Humans who eat BSE-contaminated beef products can also develop a disease of the brain.
Farm journal AgWeb has reported a single case of classical BSE was detected in a dairy cow on a farm in Somerset this week.
The animal is dead and the UK's Animal and Plant Health Agency issued a statement saying there was no risk to food safety or public health.
However, in line with the government's disease prevention response plan, precautionary movement restrictions have been put in place on the farm.
The disease was first diagnosed in the UK in 1986 and since then has been detected in many European countries as well as Japan, Canada and the United States. However, most cases have occurred in the UK. The last UK case was in 2015.

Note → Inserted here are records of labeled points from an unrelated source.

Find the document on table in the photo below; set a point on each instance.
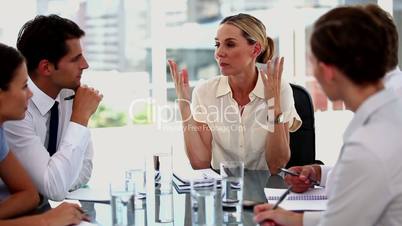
(182, 178)
(312, 200)
(90, 194)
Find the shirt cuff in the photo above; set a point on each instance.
(311, 218)
(77, 135)
(324, 174)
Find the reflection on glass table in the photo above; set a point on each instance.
(161, 208)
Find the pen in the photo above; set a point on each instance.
(314, 182)
(69, 97)
(283, 196)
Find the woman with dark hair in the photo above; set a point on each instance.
(245, 114)
(349, 58)
(14, 95)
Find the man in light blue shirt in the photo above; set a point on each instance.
(365, 186)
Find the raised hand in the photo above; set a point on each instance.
(86, 102)
(180, 81)
(272, 80)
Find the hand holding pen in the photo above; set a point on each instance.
(301, 178)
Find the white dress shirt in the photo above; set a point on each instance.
(365, 186)
(235, 136)
(71, 165)
(393, 79)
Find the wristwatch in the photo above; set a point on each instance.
(279, 119)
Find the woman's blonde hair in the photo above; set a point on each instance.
(254, 31)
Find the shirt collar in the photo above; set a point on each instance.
(368, 108)
(224, 87)
(41, 100)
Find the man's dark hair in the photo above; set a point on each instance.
(353, 41)
(386, 21)
(10, 60)
(45, 37)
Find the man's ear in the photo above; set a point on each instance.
(327, 71)
(45, 67)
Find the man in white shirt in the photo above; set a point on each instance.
(365, 185)
(53, 141)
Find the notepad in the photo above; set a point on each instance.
(90, 194)
(188, 175)
(311, 200)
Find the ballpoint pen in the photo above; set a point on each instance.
(283, 196)
(290, 172)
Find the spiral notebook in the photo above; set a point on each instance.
(312, 200)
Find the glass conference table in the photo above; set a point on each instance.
(178, 206)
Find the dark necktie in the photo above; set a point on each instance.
(53, 127)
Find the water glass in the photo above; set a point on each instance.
(203, 208)
(163, 171)
(136, 178)
(232, 173)
(163, 206)
(123, 204)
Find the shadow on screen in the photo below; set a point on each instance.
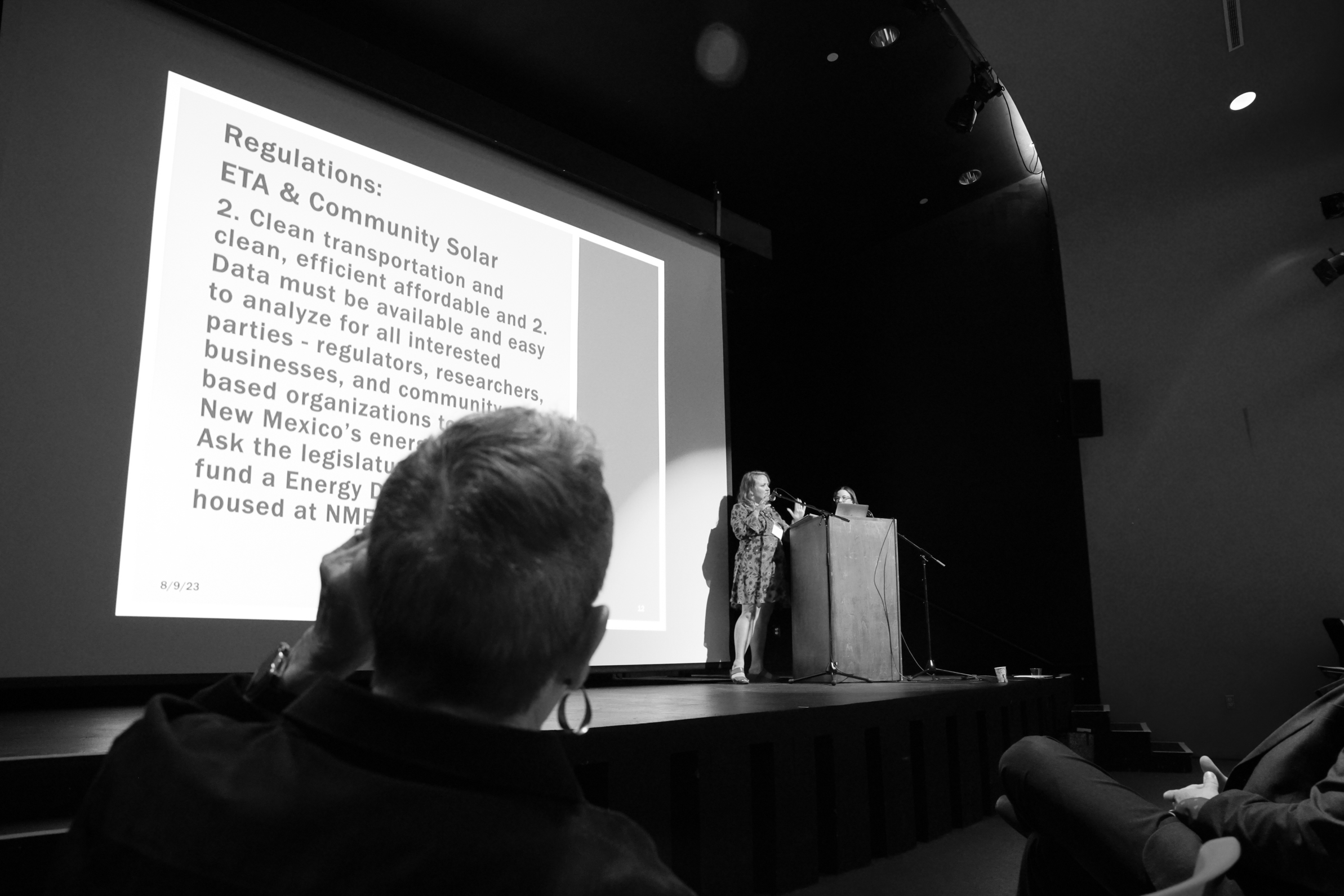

Unlike Brazil, the UK is not a large beef exporter.
Meat & Livestock Australia said if the Brazilian suspension continues, it could have significant impacts on the global beef market.
Last year China imported 2.1 million tonnes of beef, with 36.5 per cent coming from Brazil and 2021 was trending even higher, MLA's latest On the Ground podcast reported.
However, it was unlikely the restrictions would last long. The last instance of BSE in Brazil was resolved within ten days and given China's reliance on Brazil for beef, and the fact it buys 60 per cent of Brazil's exports, both countries will have plenty of incentive to amend the situation quickly, according to MLA.